E só agora reparava que ela era muito magra e tinha os olhos muito saídos das órbitas.
-Queres que te trate como um adulto então? – Ela olhava-me fixamente, e apesar dos seus olhos parecerem mortos, algo neles brilhava, como uma réstia de esperança; uns olhos esbugalhados avançavam para mim, enquanto me indicavam para sair da mesa.
Ninguém reparou que saímos da mesa, da mesma maneira que eu nunca tinha reparado nos outros encontros da família naquela personagem desconhecida. Aproximámo-nos de uma árvore e reparei que ela estava cansada, só por ter andado uns 100 metros, por isso sentou-se e começou a arfar.

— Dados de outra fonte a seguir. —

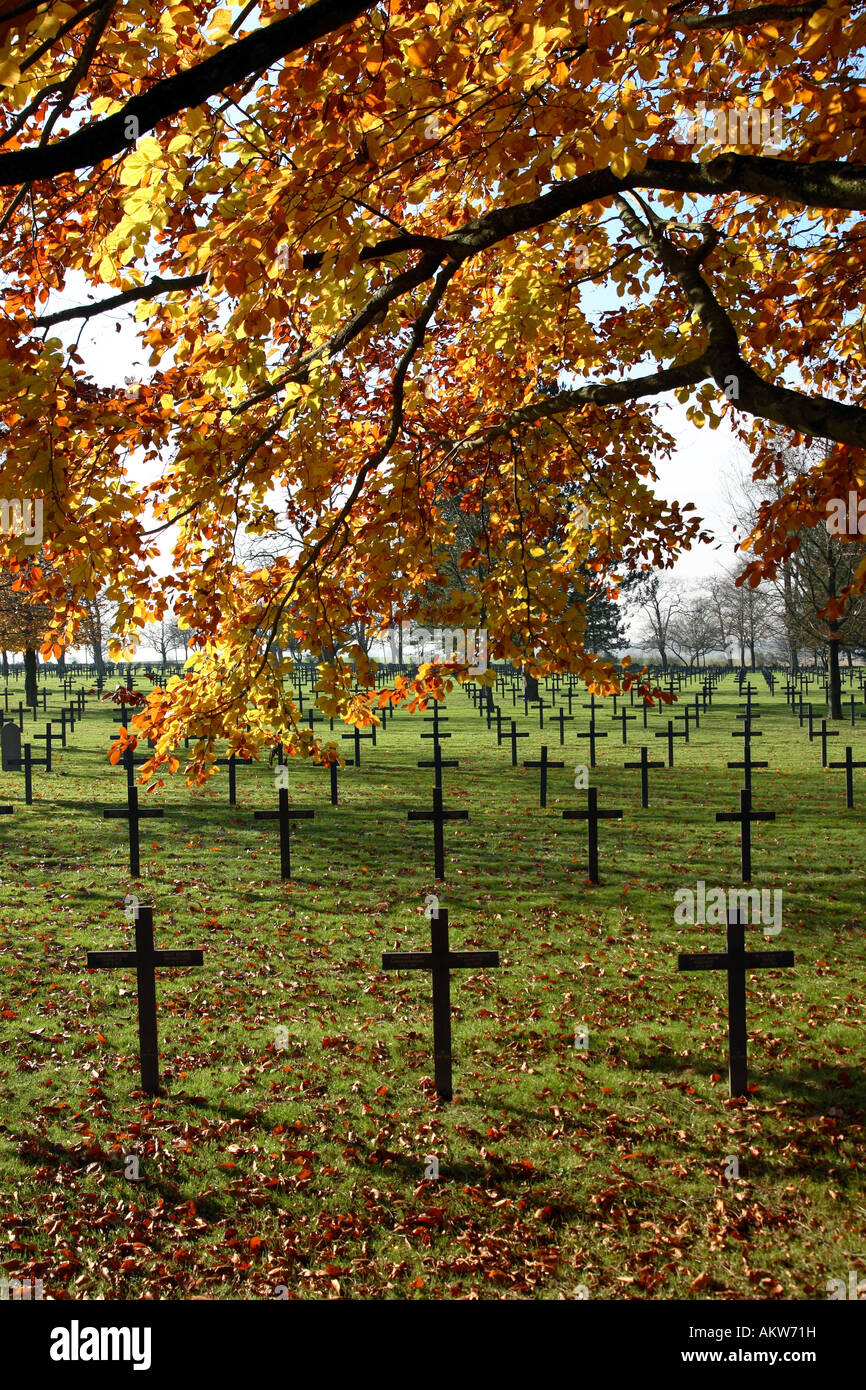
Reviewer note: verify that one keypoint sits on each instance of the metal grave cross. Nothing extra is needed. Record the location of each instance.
(736, 961)
(145, 959)
(439, 961)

-Sabes Liliana, ninguém é o que tu pensas que é. Todos acabam por se tornar monstros, e nada podes para controlar isso.
Naquele momento, debaixo daquela árvore, senti como se sempre a tivesse conhecido, que era amiga dela, por isso arranjei coragem para lhe perguntar porque parecia tão doente.
-Na universidade conheci um rapaz, com o qual acreditava que iria ficar com ele para sempre. Prometi-lhe isso e agora não posso voltar atrás. Há dois meses, fomos de férias para o Alentejo e ele parou o carro e prendeu-me a uma árvore. Deixou-me lá três dias. Ao primeiro dia não sabia onde estava, tentava-me libertar, mas não conseguia. Ao segundo, desisti, passei todo o dia e toda a noite a olhar para o céu. Ao terceiro, ele finalmente veio-me buscar. Foi assim que fiquei controlada por ele.
Sendo eu uma criança na altura, não me apercebi do quão forte aquelas palavras tinham sido, não parava de olhar para ela, uma mulher tão forte, tinha resistido aos abusos do namorado, e que agora não conseguia fugir.
Minha mãe estava-me a observar de longe, via-se na cara dela que estava zangada, por isso fui ter com ela, que me disse para me afastar daquela mulher.
Acho que aquele semblante se foi embora logo a sair, para nunca mais ouvir falar dela.
A minha mãe disse-me que me telefonou no dia em que fiz 11 anos, e que se suicidou no dia a seguir. Nunca cheguei a saber o nome dela, e aparentemente nem a minha mãe. Parece que ninguém a conhecia, e no fundo, era a verdade.